De ce côté-ci du Rhin, on aura finalement consacré peu de place à l'affaire que les journaux télévisés locaux ont présentée comme une profanation de cadavres perpétrée en Afghanistan par des soldats allemands. Décrite en ces termes, rappelant au public français de sinistres agissements comme la profanation du cimetière juif de Carpentras, elle se vide pourtant, à l'analyse, progressivement de sa chair, au point de révéler une tout autre substance que celle que l'on prétendait y trouver.

L'histoire commence le 24 octobre lorsque Bild Zeitung, le célèbre tabloïde germanique, publie quelques photos montrant des soldats allemands posant avec un crâne, affirmant que celles-ci ont été prises en Afghanistan, lors d'une patrouille, et en 2003. Les autorités réagissent, condamnent avec fermeté, engagent des poursuites contre deux, puis quatre, puis au total sept profanateurs dont certains ont déjà quitté l'armée, et alors que l'on ignore encore l'origine de ces restes, même si l'on retient la piste d'une fosse commune creusée dans une gravière et qui pouvait contenir les corps de soldats russes tués lors de l'occupation soviétique. Puis Stern, cet autre incontestable gardien de l'éthique journalistique, publie une photo prise en 2001 dans un camp d'entrainement de la Bundeswehr situé dans le sultanat d'Oman et montrant, sur la portière d'un 4x4, un dessin de palmier qui, s'il représentait un arbre plus court, au tronc droit, au feuillage plus fourni et frappé en son centre d'une croix gammée, reproduirait l'emblème peint sur les véhicules de l'Afrika Korps au cours de la seconde Guerre mondiale. Le 4x4, affirme Stern, appartenait au KSK, le Kommando Spezialkräfte, dont il n'est  guère nécessaire de traduire l'intitulé.

L'intérêt de l'affaire ne tient évidemment pas à ces faits qui s'effritent lorsque l'on tente de les saisir et qui, finalement, se révèlent moins graves que les plaisanteries des carabins jouant avec les organes de ces cadavres qui auraient été imprudemment légués à la médecine si leurs propriétaires n'avaient su qu'un tel sort les menaçait, et assez comparable à ces rituels avec ossements auxquels se livraient, et se livrent peut-être encore, les visiteurs clandestins des catacombes.
On a plutôt affaire ici à un feuilleton, dont le contenu macabre et scandaleux se trouve bien adapté à la presse populaire, lancé par Bild trois ans après les faits, pour des raisons qui restent obscures, comme si l'on avait tenu l'histoire en réserve en espérant qu'un jour l'actualité fournisse des images un peu plus salissantes que ces quelques os desséchés, entretenu par Stern qui ne pouvait laisser son concurrent dans la presse de caniveau occuper seul le terrain et bonifié grâce à l'implication, démentie depuis, des forces spéciales avec l'imaginaire spécifique qui les accompagne, puis repris, développé et commenté par la presse sérieuse, laquelle, après confirmation officielle et ouverture d'une enquête, se trouvait fondée à intervenir sans pour autant se salir les mains au contact d'un matériau révélé par l'intouchable Bild Zeitung.
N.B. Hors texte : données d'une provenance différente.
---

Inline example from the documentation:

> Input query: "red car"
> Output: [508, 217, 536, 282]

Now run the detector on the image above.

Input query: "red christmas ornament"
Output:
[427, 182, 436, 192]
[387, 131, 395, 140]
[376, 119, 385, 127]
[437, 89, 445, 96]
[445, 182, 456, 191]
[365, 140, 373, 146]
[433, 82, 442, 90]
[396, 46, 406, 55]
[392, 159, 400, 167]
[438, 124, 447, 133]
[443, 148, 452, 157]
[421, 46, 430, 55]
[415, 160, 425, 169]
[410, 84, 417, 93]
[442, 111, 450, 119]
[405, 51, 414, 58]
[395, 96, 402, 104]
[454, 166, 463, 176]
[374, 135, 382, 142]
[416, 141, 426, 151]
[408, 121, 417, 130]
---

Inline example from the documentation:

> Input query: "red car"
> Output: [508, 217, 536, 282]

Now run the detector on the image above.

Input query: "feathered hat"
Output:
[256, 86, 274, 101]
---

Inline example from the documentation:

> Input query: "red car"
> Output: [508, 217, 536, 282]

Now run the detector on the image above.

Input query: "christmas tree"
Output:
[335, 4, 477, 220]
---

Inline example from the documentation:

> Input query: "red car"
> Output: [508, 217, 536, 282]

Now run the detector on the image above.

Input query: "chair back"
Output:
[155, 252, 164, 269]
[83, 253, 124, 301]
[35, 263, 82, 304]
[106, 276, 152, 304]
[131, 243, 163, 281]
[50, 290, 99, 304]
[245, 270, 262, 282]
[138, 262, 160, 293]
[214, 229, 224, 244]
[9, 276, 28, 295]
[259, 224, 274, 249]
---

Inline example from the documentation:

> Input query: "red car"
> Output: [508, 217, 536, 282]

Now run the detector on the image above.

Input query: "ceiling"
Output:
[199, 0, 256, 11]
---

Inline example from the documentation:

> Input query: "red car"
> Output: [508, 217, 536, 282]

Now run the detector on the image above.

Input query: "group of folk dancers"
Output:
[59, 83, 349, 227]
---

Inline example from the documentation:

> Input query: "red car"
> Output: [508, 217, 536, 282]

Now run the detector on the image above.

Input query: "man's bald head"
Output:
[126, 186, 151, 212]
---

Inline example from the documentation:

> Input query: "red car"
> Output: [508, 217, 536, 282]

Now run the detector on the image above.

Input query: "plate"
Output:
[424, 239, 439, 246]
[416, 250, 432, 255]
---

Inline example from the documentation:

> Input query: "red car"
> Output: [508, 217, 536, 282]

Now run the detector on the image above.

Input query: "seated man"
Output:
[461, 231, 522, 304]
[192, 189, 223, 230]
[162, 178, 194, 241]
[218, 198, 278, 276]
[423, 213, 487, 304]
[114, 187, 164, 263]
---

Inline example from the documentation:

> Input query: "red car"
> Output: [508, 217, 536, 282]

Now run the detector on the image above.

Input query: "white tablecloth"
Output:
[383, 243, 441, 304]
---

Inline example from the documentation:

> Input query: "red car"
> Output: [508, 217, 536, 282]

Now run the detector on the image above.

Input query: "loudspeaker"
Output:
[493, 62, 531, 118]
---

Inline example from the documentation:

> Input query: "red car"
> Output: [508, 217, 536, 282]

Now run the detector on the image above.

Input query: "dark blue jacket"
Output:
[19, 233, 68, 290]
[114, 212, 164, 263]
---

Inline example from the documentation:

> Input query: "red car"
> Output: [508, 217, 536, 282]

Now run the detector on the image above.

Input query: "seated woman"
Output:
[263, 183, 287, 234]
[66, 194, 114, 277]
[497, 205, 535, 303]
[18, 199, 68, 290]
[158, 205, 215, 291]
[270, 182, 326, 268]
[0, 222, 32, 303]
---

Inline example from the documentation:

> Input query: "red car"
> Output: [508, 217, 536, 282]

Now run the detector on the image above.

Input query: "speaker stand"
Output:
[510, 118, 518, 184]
À la manoeuvre, l'ensemble de la presse germanique trouve ici de quoi conforter les inquiétudes de ses lecteurs, méfiants face à cette armée allemande qui, après le Kosovo, retrouve progressivement son rang auprès des autres forces occidentales, et sera donc de plus en plus appelée à intervenir sur des théatres variés, inquiets des conséquences, mais sans doute moins des inévitables victimes que des crimes et délits dont leurs soldats pourraient se rendre coupables, et qui les renverraient alors d'autant plus durement qu'ils savent pouvoir compter sur leurs voisins pour le leur rappeler vers ce passé nazi dont ils ne cessent de porter la culpabilité.

Pourtant, jusqu'à présent, et n'en déplaise à la Frankfurter Allgemeine Zeitung qui, de manière profondément déplacée, notamment en raison de l'absence de toute espèce de victime, directe ou indirecte, parle d'une "sorte d'Abu-Ghraib", la Bundeswehr dans ses opérations extérieures est toujours innocente des crimes qu'on semble attendre impatiemment qu'elle commette. Et l'affaire des profanateurs montre surtout comment une presse réputée sérieuse est prête à écrire une histoire de la manière qui lui convient lorsque les faits peinent à satisfaire ses attentes.